Publicado em 12/05/2020

Nos meus trabalhos como autora de televisão, sempre tive a sorte de contar com bons atores. Que sentem o personagem. Vivem a realidade fingida e inventada. Entregam-se de corpo e alma às tramas.

Dizem que alguns atores apenas interpretam a si mesmos. Que os personagens mudam, mas eles dão sempre o mesmo tom. São os maus atores. Os bons sabem criar nuances, e transmitem o pensamento do novo personagem com a força do olhar, na respiração, no gestual, na expressão corporal. Mais do que decorar, eles estudam o texto. Compreendem a história. Marcam de onde o personagem veio e para onde vai.
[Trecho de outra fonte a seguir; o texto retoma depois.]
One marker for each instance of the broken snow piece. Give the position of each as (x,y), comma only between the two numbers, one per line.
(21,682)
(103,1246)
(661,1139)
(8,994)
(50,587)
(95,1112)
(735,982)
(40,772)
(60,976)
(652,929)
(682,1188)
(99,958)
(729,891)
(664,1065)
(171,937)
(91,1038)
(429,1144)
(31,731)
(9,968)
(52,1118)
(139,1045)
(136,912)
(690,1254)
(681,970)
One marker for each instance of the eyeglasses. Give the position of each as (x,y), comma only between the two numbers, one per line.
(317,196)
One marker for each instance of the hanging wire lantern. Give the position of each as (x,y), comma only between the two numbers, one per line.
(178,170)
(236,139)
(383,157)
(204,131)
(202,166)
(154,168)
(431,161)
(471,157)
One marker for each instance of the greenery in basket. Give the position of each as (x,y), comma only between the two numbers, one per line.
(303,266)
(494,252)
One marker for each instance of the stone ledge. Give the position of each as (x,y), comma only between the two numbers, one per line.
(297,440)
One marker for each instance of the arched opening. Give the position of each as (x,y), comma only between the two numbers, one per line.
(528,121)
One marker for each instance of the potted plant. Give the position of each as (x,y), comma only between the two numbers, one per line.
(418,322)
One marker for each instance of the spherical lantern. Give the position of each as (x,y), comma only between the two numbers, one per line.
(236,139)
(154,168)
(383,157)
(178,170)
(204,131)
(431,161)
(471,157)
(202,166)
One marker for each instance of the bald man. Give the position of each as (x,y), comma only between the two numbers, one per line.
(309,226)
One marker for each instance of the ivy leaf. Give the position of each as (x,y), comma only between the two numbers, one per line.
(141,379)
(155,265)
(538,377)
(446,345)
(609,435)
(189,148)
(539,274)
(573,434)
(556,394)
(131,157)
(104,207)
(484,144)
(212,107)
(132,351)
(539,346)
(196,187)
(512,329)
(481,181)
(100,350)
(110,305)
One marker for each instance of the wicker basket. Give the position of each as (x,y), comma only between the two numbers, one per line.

A evolução ou a involução que se precisa evidenciar nos detalhes.

Por vezes, os atores se queixam de que são escalados sempre para os mesmos tipos. O naturalmente engraçado fará apenas comédia. O tiozão do churrasco jamais fará o rico elegante. A perua será sempre a fútil. A sexy burra não conseguirá ser escalada como mãe sofrida e oprimida ou como presidente de algum império. O ator que interpretou o rapaz bonzinho, ingênuo, acéfalo e sem noção será sempre escalado para papéis semelhantes. Jogam a culpa no diretor, no autor que pensou neles quando escreveu os personagens. Alguns conseguem virar o jogo e sair da comédia para o drama nas escalações. Mas é raro.